This post originally appeared on the USDA blog on March 24, 2011.
If there’s one thing Corey Chatman is passionate about, it’s making sure everyone has access to fresh fruits and vegetables. Maybe it’s because he knows what it’s like to rely on the Supplemental Nutrition Assistance Program (SNAP) for nourishment.
During the recent financial crisis, Corey was down on his luck and needed SNAP assistance to make ends meet. After he found a job with the Chicago-area nonprofit, Experimental Station, Corey was able to discontinue his SNAP benefits. To this day he’s adamant about promoting the safety net that helped him through a tough time.
“I view this as a tremendous opportunity to give back to the community…by helping a valuable government program that helped me when I needed it the most,” he says. For his day job, Corey helps Chicago farmers markets set up Electronic Benefit Transfer (EBT) machines so they can accept SNAP benefits. He set up the first EBT machines in 2010, and soon after farmers markets sales soared. Participating markets earned a record $28,944 in total SNAP/EBT transactions. And one market even broke Illinois state records for both complete season and one day sales.

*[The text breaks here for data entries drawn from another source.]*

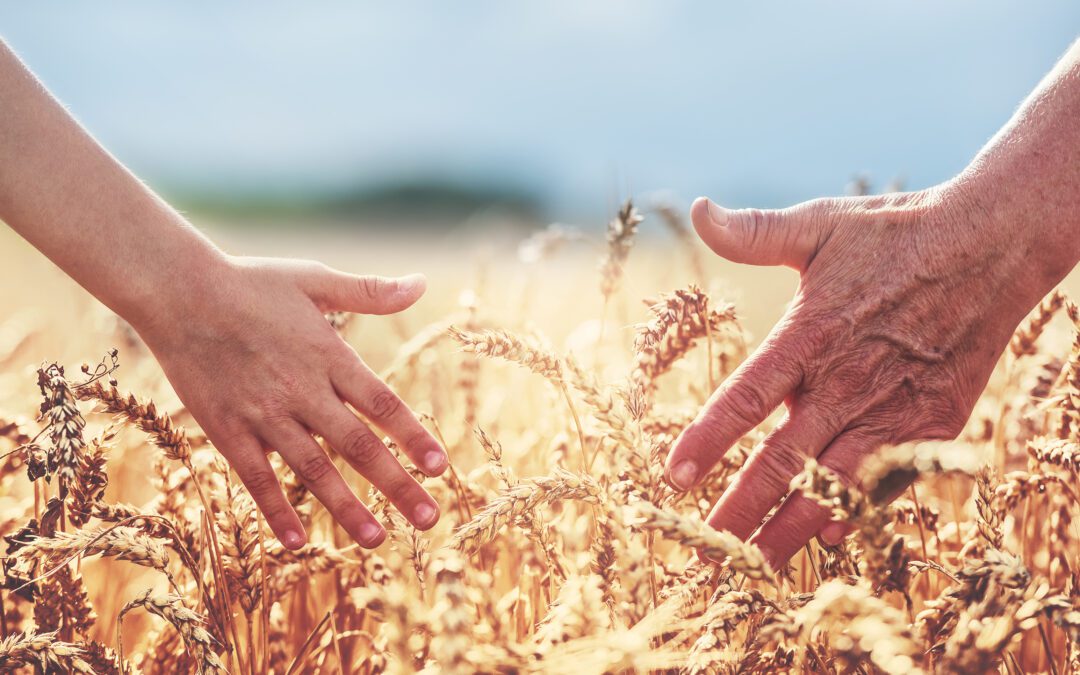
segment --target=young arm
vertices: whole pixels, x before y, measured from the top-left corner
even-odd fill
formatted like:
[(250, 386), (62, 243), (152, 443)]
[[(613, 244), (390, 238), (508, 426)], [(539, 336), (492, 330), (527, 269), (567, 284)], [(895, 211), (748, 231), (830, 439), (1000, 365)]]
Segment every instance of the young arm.
[(801, 275), (787, 314), (666, 467), (690, 488), (786, 402), (708, 518), (782, 565), (814, 535), (843, 534), (800, 496), (762, 524), (806, 459), (858, 484), (882, 444), (956, 437), (1017, 324), (1080, 259), (1080, 43), (944, 185), (782, 211), (701, 199), (691, 215), (719, 255)]
[(232, 257), (168, 207), (67, 113), (0, 41), (0, 219), (126, 319), (288, 548), (306, 534), (266, 453), (281, 454), (364, 546), (386, 532), (312, 438), (323, 436), (418, 528), (435, 501), (346, 403), (429, 475), (447, 458), (324, 312), (399, 312), (422, 276)]

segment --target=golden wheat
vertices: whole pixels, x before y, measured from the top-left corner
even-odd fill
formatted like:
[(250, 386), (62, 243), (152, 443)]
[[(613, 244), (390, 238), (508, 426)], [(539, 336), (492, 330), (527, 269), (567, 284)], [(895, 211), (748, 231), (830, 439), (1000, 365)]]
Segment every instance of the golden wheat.
[[(405, 462), (442, 505), (429, 532), (360, 486), (376, 551), (272, 456), (310, 535), (278, 543), (191, 416), (146, 397), (170, 401), (127, 333), (80, 376), (42, 366), (36, 400), (0, 394), (0, 673), (1080, 673), (1080, 310), (1055, 292), (1031, 313), (957, 441), (883, 448), (858, 486), (807, 462), (792, 490), (853, 536), (771, 569), (703, 522), (771, 420), (691, 492), (662, 478), (747, 333), (681, 214), (657, 213), (700, 285), (657, 258), (627, 272), (648, 225), (627, 202), (599, 293), (562, 258), (594, 242), (553, 227), (518, 249), (522, 279), (394, 324), (377, 365), (453, 469)], [(556, 269), (580, 298), (535, 293)]]

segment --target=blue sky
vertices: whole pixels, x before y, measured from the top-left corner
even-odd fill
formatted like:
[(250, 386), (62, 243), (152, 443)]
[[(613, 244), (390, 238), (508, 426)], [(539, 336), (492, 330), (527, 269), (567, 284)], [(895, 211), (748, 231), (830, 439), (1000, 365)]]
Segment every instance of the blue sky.
[(440, 176), (558, 214), (932, 185), (1080, 35), (1080, 3), (17, 3), (0, 35), (152, 184)]

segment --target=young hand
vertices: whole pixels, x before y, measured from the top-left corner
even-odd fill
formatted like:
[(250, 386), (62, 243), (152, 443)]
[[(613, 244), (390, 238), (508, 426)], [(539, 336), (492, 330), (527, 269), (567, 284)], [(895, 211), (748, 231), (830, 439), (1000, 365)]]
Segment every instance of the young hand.
[(281, 455), (361, 545), (376, 546), (386, 536), (312, 434), (417, 528), (435, 524), (438, 505), (348, 406), (428, 475), (446, 469), (446, 454), (323, 315), (400, 312), (423, 294), (422, 276), (357, 276), (319, 262), (222, 257), (191, 284), (162, 288), (159, 305), (137, 312), (133, 325), (284, 545), (301, 546), (306, 534), (269, 451)]

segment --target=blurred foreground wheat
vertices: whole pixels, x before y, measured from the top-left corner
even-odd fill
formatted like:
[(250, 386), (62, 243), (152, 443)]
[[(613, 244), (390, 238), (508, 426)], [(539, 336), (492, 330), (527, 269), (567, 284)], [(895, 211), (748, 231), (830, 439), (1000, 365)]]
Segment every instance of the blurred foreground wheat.
[[(432, 532), (367, 492), (390, 532), (376, 551), (345, 541), (284, 470), (312, 543), (279, 545), (206, 440), (173, 422), (183, 409), (118, 388), (152, 372), (129, 363), (149, 359), (134, 343), (81, 374), (41, 367), (40, 401), (0, 409), (0, 672), (1080, 673), (1076, 307), (1055, 293), (1021, 327), (958, 441), (885, 449), (860, 490), (809, 462), (793, 489), (855, 531), (774, 570), (702, 523), (768, 423), (693, 492), (661, 478), (747, 345), (735, 308), (702, 289), (678, 213), (657, 213), (681, 287), (627, 308), (629, 203), (599, 283), (580, 273), (615, 321), (522, 286), (518, 307), (582, 322), (562, 348), (483, 285), (413, 328), (382, 375), (454, 470), (424, 481), (443, 504)], [(588, 242), (551, 228), (522, 264)], [(1065, 330), (1070, 349), (1041, 347)], [(117, 457), (139, 464), (110, 483)], [(877, 503), (913, 472), (904, 498)]]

Ensuring families have access to nutritious food, including fresh fruits and vegetables, is a key objective of the First Lady’s Let’s Move!initiative aimed at reducing childhood obesity and improving the health of Americans. And farmers’ markets are vital in providing this access. Corey’s future plans include implementing EBT machines at farmers markets across the state. He will happily offer free EBT consulting, training and on-site maintenance services to market managers, thanks in large part to a USDA Farmers’ Market Promotion Program (FMPP) grant.
We look forward to an update on Corey’s work as he continues to help those in need.
Megan Bensette is a Public Affairs Intern with the USDA FNS Midwest Region.